Graduating from Your Fertility Journey - How to Juggle Your Emotions
Congratulations!
You’ve “graduated” from your fertility treatments and are transitioning to your regular OB. If you thought you’d be completely thrilled and find that you are anxious also, you’ll be relieved to know that your reaction is common. The main reason is because all change, even good change, is stressful. The stress is triggered by our inability to predict what may come next. Our brains are wired to “worry, watch and wait”, and that doesn’t stop midway through our pregnancy. Particularly if you’ve had some losses and disappointments getting to where you are now. Besides, we are capable of experiencing two or even three emotions at the same time. For example, we may be happy to be pregnant, missing the constant connection to our fertility team and their monitoring, and worried about dealing with a newborn. Don’t let mixed emotions throw you. You are not jinxing your pregnancy if you are not totally ecstatic, and you are not ‘ungrateful’ or ‘unstable”. You are normal.
Here are some strategies and evidence-based advice that have helped my patients move forward with more confidence and self-compassion.
High-five yourself
Your resilience and determination got you to this point. You managed hormone treatments, medical procedures, waiting periods, disappointments and, perhaps, some changing diagnoses. Give yourself even half the credit and support you’d give a loved one going through the same journey, and you will be starting your new journey with more self-care.
Take charge
To increase your sense of control, ask your RMA of New York care team for a detailed summary of your journey so far so you can share it with your OB. Include your medical history, treatments, and recommendations so you don’t have to wait while your REI and your OB find time to talk to each other, and you don’t have to remember your whole journey in detail.
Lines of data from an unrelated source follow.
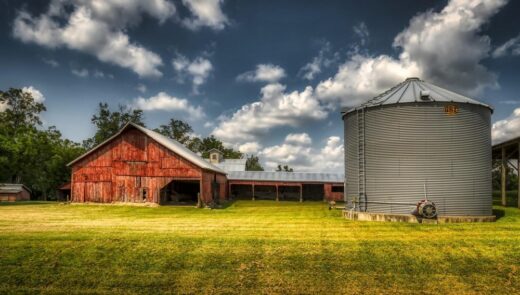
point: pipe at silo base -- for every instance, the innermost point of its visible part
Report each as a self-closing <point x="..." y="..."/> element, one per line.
<point x="370" y="216"/>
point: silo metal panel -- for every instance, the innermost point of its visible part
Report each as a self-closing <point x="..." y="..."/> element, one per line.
<point x="409" y="145"/>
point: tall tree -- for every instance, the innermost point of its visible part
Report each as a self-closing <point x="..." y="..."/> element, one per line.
<point x="253" y="164"/>
<point x="176" y="129"/>
<point x="211" y="142"/>
<point x="108" y="122"/>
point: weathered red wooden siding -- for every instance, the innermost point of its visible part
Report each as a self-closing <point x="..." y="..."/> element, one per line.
<point x="327" y="187"/>
<point x="12" y="197"/>
<point x="122" y="168"/>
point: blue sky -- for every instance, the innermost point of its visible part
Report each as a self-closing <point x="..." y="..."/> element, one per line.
<point x="267" y="77"/>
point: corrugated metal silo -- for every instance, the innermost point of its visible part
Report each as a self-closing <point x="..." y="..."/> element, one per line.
<point x="418" y="139"/>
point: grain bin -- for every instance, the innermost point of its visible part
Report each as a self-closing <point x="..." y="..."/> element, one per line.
<point x="418" y="141"/>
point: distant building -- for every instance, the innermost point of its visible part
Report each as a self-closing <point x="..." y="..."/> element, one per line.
<point x="217" y="158"/>
<point x="12" y="192"/>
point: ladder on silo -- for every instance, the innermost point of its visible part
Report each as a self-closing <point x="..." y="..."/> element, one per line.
<point x="361" y="159"/>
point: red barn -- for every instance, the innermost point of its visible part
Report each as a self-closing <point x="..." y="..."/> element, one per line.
<point x="140" y="165"/>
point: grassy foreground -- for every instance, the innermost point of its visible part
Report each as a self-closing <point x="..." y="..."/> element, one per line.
<point x="248" y="247"/>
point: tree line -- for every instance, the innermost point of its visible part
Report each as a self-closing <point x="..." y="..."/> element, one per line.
<point x="37" y="156"/>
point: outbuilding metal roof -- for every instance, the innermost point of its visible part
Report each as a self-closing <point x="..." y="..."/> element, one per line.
<point x="415" y="90"/>
<point x="168" y="143"/>
<point x="286" y="176"/>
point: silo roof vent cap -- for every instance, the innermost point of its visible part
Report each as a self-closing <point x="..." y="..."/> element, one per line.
<point x="425" y="94"/>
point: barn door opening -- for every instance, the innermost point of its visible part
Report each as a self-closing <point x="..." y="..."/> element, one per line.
<point x="313" y="192"/>
<point x="180" y="191"/>
<point x="265" y="192"/>
<point x="289" y="193"/>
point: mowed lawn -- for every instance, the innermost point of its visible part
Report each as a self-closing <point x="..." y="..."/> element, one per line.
<point x="248" y="247"/>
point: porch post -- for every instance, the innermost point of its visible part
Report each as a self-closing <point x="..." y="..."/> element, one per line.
<point x="503" y="176"/>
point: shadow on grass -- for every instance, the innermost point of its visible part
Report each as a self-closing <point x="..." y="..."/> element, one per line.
<point x="225" y="204"/>
<point x="499" y="213"/>
<point x="24" y="203"/>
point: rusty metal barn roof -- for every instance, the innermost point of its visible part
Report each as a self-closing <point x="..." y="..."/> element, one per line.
<point x="415" y="90"/>
<point x="286" y="176"/>
<point x="169" y="143"/>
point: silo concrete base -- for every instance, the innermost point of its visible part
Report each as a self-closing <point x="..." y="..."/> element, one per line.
<point x="370" y="216"/>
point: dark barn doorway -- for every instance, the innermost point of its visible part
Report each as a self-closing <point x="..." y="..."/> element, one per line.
<point x="180" y="191"/>
<point x="313" y="192"/>
<point x="289" y="193"/>
<point x="241" y="191"/>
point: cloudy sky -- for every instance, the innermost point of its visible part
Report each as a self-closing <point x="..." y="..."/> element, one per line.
<point x="267" y="77"/>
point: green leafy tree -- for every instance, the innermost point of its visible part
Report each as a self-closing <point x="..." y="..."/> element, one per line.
<point x="29" y="154"/>
<point x="176" y="129"/>
<point x="284" y="168"/>
<point x="108" y="122"/>
<point x="253" y="164"/>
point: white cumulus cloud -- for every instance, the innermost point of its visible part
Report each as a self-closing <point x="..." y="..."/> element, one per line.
<point x="36" y="94"/>
<point x="198" y="70"/>
<point x="97" y="28"/>
<point x="263" y="73"/>
<point x="276" y="108"/>
<point x="249" y="147"/>
<point x="304" y="158"/>
<point x="510" y="47"/>
<point x="324" y="59"/>
<point x="164" y="102"/>
<point x="445" y="48"/>
<point x="82" y="73"/>
<point x="298" y="138"/>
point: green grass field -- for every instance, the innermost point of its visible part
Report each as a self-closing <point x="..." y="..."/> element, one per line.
<point x="248" y="247"/>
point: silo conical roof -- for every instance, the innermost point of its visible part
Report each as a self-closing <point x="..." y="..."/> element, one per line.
<point x="416" y="90"/>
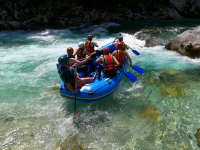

Don’t worry about worrying
Stress did not create your fertility problems. It’s the other way around. Fertility problems created your stress. So, if you find yourself reviewing the problems you had on your journey, including miscarriages or other losses, you are not endangering your pregnancy. You are, however, missing opportunities to create more enjoyable pregnancy memories. If you find yourself previewing possible pregnancy problems in the future, bring yourself back into the present, the here and now. Some do that through meditation, some through mindfulness, some through music or prayer or games or walks. Whatever reminds you that you are okay right now will reduce your anxiety and improve emotional well-being (Sun et al., 2021).
Find the right listener.
We’ve all heard that expressing fears out loud makes them less frightening than when we are just thinking them, alone, in the middle of the night. But not any listener will do. Find support from those who can hear you and are not just waiting until you finish talking so they can tell you about their problems. If you can, find those who have had similar journeys so when they say, “I understand”, you know that they do! Peer support groups, either in-person or online, can also be a source of comfort.
Think about therapy
If your support group is not enough, there are therapists trained to help those going through fertility journeys. Often, just a few visits are enough to make a difference. By the way, it’s usually not what the therapist says that helps the most – it is what the therapist says that you can say to yourself that helps! You can find therapists through Resolve, ASRM, the American Psychiatric Association, The American Psychological Association, and the National Association of Cognitive-Behavioral Therapists. Studies show that in addition to cognitive-behavioral therapy (CBT) and relaxation techniques (Boivin et al., 2016), yoga and REI-approved physical exercise help reduce pregnancy stress. (Rakhshani et al., 2012).
Finally, remember that going on a journey means traveling to places you’ve never been before and observing, rather than controlling, the experience. Pregnancy is a journey. Don’t forget to take time to relax, look around, and gather memories. And bank a lot of sleep!